Major U.S. Mint Release Apollo 11 50th Anniversary Commemorative Coins Now Available at GovMint.com
BURNSVILLE, Minn., February 4, 2019 (Newswire.com) - On July 20, 1969, the world sat glued to their television sets. Before their very eyes, man first set foot on the surface of the moon. The footprints, flag, and plaque left on the lunar surface sent an eternal message throughout the cosmos: humanity had finally reached the heavens, and America led the way.

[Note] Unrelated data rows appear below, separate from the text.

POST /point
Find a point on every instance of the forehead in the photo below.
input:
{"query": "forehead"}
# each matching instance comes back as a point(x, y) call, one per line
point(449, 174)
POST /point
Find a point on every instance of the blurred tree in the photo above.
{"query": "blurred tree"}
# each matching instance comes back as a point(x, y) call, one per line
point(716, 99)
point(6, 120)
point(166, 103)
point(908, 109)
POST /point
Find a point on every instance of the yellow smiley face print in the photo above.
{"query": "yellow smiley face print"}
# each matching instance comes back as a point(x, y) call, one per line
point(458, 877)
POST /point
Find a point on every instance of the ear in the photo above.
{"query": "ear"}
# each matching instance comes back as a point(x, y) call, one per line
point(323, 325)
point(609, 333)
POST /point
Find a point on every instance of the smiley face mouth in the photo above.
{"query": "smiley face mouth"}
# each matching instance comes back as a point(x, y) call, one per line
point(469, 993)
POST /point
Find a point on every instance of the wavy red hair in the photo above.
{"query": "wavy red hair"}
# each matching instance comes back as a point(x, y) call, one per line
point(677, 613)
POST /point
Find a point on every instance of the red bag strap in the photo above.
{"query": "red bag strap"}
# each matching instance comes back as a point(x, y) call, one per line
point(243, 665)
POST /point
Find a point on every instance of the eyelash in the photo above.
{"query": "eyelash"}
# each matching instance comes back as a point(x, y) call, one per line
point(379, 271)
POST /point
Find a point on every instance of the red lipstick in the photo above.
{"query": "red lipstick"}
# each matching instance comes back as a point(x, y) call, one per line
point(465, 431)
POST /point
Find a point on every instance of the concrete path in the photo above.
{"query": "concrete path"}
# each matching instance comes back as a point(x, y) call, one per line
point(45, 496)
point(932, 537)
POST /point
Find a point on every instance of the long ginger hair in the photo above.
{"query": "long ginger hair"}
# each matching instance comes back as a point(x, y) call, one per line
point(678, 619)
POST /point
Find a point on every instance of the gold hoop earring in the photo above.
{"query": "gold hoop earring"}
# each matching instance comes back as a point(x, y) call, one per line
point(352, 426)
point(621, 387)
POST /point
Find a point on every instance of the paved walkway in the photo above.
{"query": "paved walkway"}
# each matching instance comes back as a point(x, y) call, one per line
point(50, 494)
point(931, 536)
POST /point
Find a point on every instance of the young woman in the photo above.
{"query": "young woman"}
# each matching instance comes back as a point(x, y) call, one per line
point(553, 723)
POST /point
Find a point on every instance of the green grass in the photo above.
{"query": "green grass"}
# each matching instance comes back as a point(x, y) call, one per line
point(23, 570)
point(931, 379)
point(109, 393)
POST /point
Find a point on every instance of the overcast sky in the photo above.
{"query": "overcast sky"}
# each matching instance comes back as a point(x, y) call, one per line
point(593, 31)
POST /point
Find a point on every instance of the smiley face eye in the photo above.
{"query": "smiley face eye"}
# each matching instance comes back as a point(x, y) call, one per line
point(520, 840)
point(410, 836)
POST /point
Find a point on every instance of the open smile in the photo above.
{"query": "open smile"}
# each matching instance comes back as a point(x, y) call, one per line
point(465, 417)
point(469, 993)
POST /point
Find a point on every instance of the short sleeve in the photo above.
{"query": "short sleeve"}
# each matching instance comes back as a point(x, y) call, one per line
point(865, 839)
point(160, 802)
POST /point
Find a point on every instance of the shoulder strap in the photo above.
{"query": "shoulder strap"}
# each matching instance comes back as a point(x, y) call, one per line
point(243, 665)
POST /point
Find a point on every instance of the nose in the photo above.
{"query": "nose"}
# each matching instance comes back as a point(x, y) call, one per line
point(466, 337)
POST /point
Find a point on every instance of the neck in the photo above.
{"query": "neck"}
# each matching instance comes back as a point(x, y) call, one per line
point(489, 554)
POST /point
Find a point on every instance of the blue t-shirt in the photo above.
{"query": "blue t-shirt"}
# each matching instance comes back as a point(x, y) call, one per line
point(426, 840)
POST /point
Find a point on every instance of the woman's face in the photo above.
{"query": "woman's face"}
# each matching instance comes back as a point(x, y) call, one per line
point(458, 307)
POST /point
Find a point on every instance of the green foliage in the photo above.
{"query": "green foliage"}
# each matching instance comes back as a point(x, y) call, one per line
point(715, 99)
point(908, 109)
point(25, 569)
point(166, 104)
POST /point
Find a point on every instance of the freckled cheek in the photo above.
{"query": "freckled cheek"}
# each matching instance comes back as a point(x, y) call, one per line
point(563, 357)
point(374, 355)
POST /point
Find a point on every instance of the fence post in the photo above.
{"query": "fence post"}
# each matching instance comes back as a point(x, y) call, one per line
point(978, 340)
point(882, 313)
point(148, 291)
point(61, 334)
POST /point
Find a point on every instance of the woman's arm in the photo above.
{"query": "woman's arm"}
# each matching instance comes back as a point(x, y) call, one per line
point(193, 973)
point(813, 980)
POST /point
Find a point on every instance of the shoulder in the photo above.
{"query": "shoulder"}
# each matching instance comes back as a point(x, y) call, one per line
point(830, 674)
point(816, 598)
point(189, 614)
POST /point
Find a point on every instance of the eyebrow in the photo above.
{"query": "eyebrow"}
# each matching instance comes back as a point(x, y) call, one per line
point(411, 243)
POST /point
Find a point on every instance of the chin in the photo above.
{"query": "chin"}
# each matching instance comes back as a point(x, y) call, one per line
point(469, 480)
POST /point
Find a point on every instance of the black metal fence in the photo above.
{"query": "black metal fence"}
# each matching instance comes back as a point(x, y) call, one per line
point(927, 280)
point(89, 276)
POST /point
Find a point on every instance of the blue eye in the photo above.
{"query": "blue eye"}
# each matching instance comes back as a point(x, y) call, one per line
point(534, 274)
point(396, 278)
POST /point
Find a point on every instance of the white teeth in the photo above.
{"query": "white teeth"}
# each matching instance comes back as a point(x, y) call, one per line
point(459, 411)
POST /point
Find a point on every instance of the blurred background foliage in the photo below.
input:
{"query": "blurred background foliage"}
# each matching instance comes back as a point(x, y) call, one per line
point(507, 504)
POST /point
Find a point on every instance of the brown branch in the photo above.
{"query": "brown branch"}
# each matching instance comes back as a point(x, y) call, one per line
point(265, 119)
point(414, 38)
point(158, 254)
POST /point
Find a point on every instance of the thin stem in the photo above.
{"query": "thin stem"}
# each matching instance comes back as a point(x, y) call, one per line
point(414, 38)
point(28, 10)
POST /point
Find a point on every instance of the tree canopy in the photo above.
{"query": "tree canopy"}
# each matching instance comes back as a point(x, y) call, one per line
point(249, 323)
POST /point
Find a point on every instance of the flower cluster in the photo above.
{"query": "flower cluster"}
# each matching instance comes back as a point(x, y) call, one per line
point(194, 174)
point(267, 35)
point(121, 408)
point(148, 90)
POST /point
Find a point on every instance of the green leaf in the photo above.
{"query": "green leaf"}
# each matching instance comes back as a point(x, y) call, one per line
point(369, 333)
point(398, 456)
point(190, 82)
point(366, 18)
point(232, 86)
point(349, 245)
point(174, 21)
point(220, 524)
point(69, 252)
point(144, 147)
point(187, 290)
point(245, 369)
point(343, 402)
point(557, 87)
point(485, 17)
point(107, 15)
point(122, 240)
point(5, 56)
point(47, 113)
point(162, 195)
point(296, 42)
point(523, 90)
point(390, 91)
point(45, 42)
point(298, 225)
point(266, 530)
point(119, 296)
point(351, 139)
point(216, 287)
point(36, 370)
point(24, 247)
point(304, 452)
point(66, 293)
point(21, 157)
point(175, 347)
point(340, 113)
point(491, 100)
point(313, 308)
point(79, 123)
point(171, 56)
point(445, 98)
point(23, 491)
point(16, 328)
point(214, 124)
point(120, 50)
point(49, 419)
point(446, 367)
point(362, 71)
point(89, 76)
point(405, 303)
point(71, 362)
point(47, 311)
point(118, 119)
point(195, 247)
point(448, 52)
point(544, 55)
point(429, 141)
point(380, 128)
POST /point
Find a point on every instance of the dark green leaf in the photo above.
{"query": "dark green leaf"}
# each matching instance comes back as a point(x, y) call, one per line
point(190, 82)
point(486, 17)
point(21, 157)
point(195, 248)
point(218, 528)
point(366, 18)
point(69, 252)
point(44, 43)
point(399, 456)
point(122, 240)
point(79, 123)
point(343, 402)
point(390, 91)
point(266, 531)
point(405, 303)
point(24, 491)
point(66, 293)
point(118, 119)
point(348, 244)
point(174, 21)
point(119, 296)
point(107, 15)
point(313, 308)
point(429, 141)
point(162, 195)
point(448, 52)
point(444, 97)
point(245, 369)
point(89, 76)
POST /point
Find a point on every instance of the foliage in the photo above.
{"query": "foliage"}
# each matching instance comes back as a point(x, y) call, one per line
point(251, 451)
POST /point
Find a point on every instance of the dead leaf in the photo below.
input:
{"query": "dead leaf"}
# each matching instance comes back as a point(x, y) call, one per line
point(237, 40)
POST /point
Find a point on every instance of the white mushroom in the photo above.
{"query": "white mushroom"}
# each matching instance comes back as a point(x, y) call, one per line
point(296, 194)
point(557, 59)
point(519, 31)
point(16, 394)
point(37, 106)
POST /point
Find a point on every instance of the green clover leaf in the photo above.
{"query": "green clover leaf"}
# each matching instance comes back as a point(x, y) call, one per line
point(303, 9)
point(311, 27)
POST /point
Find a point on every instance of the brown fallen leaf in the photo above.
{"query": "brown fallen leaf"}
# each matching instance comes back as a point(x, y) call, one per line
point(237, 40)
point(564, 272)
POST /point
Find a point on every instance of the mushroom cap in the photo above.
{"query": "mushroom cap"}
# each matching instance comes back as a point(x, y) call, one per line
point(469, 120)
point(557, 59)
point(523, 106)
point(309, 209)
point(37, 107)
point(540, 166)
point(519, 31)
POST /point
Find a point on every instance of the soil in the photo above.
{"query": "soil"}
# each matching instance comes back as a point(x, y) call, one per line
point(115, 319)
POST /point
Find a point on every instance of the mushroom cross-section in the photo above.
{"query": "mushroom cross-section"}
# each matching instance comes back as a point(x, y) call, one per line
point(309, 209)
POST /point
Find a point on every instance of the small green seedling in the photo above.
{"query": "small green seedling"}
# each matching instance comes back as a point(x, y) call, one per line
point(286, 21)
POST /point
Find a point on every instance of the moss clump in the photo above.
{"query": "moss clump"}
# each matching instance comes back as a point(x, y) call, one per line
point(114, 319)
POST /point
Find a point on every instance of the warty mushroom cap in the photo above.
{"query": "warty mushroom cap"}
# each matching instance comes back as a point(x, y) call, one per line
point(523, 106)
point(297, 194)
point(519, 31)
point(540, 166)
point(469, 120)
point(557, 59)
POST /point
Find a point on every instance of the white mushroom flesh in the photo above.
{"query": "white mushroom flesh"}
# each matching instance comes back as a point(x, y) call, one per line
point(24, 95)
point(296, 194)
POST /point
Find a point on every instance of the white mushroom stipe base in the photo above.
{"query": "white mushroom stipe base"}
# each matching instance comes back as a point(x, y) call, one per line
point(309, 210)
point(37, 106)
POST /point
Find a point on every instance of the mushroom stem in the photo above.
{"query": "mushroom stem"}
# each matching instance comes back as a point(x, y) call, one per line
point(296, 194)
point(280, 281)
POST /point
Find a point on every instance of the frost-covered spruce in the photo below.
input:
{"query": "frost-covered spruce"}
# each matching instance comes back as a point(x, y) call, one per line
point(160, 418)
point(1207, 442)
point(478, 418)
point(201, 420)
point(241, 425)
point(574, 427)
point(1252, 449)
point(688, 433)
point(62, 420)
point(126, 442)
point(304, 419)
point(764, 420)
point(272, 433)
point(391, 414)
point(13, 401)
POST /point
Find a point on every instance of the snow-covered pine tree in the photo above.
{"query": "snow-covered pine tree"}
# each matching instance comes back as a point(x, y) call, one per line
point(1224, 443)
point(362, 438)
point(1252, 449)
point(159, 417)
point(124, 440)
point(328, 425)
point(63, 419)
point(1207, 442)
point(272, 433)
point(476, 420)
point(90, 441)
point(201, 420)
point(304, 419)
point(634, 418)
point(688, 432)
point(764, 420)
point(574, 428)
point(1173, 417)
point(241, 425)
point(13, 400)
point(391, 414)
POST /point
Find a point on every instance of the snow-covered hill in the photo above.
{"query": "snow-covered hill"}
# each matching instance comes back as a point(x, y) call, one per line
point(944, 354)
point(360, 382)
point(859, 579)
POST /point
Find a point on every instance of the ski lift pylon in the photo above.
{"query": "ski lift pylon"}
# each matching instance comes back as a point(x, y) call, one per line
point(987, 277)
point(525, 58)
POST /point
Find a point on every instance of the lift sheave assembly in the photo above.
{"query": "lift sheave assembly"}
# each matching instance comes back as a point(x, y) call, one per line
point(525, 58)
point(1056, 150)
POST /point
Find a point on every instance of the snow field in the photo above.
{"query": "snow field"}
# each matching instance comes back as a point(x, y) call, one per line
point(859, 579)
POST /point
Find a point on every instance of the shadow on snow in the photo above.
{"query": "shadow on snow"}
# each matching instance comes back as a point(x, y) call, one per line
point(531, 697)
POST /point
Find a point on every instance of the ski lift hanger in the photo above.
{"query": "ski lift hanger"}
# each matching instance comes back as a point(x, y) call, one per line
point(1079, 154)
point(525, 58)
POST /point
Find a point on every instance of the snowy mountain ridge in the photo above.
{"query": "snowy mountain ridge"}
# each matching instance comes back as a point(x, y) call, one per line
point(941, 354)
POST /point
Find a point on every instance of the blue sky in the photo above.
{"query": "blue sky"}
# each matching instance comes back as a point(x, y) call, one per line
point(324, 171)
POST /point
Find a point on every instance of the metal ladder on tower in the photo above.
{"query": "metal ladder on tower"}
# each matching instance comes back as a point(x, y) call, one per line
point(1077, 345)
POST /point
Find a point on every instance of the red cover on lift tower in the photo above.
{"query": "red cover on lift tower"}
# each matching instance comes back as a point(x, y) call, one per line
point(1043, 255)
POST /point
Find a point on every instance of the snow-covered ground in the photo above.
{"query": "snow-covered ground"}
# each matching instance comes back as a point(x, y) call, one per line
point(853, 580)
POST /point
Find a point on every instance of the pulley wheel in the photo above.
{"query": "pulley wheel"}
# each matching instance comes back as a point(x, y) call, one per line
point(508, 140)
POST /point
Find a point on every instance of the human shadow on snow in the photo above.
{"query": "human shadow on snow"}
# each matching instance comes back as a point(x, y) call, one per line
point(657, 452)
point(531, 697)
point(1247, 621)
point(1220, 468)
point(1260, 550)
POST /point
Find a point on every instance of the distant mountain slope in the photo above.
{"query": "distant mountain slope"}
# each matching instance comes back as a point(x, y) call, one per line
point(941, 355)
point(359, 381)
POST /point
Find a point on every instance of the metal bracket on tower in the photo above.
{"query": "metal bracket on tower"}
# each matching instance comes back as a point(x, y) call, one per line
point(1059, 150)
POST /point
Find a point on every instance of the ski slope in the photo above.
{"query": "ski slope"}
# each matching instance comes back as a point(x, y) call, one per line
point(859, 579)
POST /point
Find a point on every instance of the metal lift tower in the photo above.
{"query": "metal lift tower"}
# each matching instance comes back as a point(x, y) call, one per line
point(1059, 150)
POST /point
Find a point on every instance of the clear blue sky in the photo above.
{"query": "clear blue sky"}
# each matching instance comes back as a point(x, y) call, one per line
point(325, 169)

In honor of the 50th anniversary of the Apollo 11 mission, Congress has authorized the minting of special, limited-edition curved commemorative coins—something the U.S. Mint has only done once before in their entire 226-year history!
Special Curved Design – Only the Second Time in U.S. Mint History
On the obverse, these curved commemorative coins display the indented footprint left by astronaut Neil Armstrong, along with the names of the space programs that led to such a historic moment: Mercury, Gemini, and Apollo. Flip the coin over, and you’ll see the outward curve of an astronaut’s helmet. This design recreates the close-up photo taken by Buzz Aldrin of Armstrong standing next to the landing module as seen through Buzz’s visor.
A Perfect Grade, a Special Designation and a Hero's Signature
The 2019 U.S. Mint Apollo 11 Commemorative series includes both Brilliant, Uncirculated and shimmering Proof condition coins struck in gold, silver, or silver-clad cupronickel. Each coin is official legal tender in the United States, and each coin offered here comes graded by Numismatic Guaranty Corporation (NGC) in perfect Mint State-70 (MS70) or Proof-70 (PF70) condition—flawless even under magnification!
In addition to a perfect grade, each coin comes certified as First Day of Issue (FDI), meaning the coins were received by NGC for grading within 24 hours of the initial mint release.
Best of all, coins are available sealed with labels bearing the hand-signed signature of astronaut Charlie Duke, who not only served as CAPCOM (Capsule Communicator) for the Apollo 11 mission—meaning he was the voice of mission control for the astronauts—but he later became the youngest person ever to set foot on the lunar surface.